Every flu season the general public is encouraged to get an annual flu vaccine. And, each year a large segment of the population ignores this good advice. One reason given by people who avoid a flu vaccine is that the flu is “not that serious.” Perhaps they recall having a mild case of flu in the past, or believe flu is no worse than a bad cold. Unfortunately, this is simply not the case. The flu can be both deadly and unpredictable. Even healthy young adults may find themselves suddenly seriously ill or even hospitalized from complications stemming from influenza. Health experts agree that getting a flu vaccine is the best way to prevent the spread of the flu virus.
For decades, public health experts have promoted the safety and effectiveness of flu vaccine when it comes to fighting flu. Although summer is still in full swing and many have their minds on vacation plans, the fact is, flu season is almost here. While many families relax at the beach, healthcare providers have already purchased flu vaccine and are busy making plans for fall flu clinics. Employer groups, too, are making it easy for people to get their flu vaccine at work, eliminating one more excuse people may have for skipping their vaccination.
Getting an annual flu vaccine protects you from the flu virus, and has the added benefit of protecting those you interact with. Loved ones and coworkers all benefit when you make the smart decision to get an annual flu vaccine.
A flu vaccine is the number one way to stop the infectious spread of influenza, and also the easiest.
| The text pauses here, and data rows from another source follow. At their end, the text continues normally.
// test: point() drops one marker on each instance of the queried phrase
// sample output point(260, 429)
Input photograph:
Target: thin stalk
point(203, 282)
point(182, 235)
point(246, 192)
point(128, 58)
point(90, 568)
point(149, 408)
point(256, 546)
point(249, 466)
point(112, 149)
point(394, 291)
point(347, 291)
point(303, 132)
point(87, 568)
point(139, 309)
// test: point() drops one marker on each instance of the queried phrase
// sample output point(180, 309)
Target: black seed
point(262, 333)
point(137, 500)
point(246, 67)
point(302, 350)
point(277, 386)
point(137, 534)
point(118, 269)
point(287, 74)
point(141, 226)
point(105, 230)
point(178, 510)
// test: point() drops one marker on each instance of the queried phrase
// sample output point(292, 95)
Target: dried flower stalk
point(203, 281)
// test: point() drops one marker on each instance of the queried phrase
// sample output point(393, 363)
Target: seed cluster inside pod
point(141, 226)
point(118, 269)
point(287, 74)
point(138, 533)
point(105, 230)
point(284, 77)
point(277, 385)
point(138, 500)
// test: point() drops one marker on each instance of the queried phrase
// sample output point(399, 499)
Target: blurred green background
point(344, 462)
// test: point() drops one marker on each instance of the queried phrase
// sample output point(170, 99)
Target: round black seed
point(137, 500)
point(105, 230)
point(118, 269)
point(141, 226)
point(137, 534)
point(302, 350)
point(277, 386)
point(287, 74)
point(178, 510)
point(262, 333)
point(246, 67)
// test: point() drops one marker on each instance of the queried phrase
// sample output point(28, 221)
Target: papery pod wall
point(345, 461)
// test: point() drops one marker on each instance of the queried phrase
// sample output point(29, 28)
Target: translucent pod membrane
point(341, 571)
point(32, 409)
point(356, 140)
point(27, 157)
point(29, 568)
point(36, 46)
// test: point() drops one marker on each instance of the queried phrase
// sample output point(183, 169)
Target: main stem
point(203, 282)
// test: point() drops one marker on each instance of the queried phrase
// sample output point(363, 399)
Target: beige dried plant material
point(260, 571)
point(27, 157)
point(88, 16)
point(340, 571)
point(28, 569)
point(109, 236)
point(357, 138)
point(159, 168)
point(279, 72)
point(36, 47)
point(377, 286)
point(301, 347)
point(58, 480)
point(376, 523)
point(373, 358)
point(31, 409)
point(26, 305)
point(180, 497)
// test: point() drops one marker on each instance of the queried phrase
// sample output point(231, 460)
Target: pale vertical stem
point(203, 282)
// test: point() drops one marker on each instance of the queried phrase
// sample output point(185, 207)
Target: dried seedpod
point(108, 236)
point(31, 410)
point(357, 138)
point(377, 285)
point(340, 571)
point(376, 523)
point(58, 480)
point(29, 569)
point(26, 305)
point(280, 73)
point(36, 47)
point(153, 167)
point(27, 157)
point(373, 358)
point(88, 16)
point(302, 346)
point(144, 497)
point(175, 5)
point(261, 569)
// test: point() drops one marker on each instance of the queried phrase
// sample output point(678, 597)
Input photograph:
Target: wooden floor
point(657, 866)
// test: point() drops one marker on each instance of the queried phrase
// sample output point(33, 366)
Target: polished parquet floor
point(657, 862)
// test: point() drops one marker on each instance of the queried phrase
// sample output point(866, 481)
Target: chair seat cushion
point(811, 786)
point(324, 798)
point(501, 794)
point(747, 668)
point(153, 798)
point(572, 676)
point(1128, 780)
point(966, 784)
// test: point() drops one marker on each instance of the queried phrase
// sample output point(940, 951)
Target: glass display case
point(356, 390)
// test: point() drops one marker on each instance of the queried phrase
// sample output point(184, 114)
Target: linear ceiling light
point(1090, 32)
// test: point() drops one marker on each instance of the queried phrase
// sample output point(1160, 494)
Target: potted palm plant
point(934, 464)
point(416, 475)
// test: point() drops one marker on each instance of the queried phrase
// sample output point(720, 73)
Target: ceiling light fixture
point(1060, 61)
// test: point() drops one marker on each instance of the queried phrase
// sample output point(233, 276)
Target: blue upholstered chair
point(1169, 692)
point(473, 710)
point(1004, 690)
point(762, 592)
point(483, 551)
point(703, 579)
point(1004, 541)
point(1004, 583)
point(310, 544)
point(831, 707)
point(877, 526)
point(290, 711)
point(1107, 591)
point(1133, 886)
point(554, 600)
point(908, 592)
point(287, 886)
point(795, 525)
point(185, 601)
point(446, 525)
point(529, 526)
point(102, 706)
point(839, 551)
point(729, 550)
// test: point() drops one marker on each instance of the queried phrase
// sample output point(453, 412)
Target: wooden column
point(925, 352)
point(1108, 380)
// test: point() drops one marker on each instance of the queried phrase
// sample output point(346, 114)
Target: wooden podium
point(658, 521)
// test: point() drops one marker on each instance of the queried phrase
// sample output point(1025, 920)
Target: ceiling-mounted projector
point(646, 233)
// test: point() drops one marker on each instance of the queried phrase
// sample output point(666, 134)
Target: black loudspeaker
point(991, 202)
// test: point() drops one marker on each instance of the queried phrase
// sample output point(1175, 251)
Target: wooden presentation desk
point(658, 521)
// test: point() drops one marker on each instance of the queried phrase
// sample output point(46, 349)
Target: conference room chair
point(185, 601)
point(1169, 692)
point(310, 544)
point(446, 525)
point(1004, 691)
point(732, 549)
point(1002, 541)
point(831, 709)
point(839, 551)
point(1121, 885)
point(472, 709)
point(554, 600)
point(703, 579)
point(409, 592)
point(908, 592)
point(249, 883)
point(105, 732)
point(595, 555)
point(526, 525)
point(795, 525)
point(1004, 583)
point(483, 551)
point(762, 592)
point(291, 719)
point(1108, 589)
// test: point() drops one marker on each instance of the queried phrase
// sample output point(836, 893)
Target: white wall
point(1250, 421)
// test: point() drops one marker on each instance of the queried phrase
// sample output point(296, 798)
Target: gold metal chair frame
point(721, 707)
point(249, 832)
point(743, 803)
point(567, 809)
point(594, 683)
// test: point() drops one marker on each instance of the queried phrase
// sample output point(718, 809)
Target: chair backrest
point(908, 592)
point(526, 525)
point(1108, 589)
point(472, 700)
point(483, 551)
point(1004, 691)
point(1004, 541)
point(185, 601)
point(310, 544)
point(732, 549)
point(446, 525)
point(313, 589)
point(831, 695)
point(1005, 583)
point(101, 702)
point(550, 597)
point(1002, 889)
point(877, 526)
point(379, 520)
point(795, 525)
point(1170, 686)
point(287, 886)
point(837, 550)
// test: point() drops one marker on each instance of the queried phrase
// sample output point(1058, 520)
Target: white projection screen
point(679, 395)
With the coming 2012-13 flu season, healthcare providers know that the flu virus is nothing to sneeze at and since last year’s s flu season was mild, many are bracing for a more severe outbreak this year.
Although flu season lasts from October through January, people should begin receiving their annual flu vaccine as early as September, if it is available. Getting immunized early will keep you protected throughout flu season which often peaks in severity in January or later. Receiving an annual flu vaccine will not only protect you, but also everyone you come in contact with.
Each year the flu kills more people than all vaccine-preventable diseases combined. No matter what you’ve heard, the flu is not just a very bad cold. The easiest and most effective way to begin turning that statistic around is for everyone to get an annual flu vaccine for all age groups from infants to senior citizens. Schedule yours today. Flu vaccine saves lives.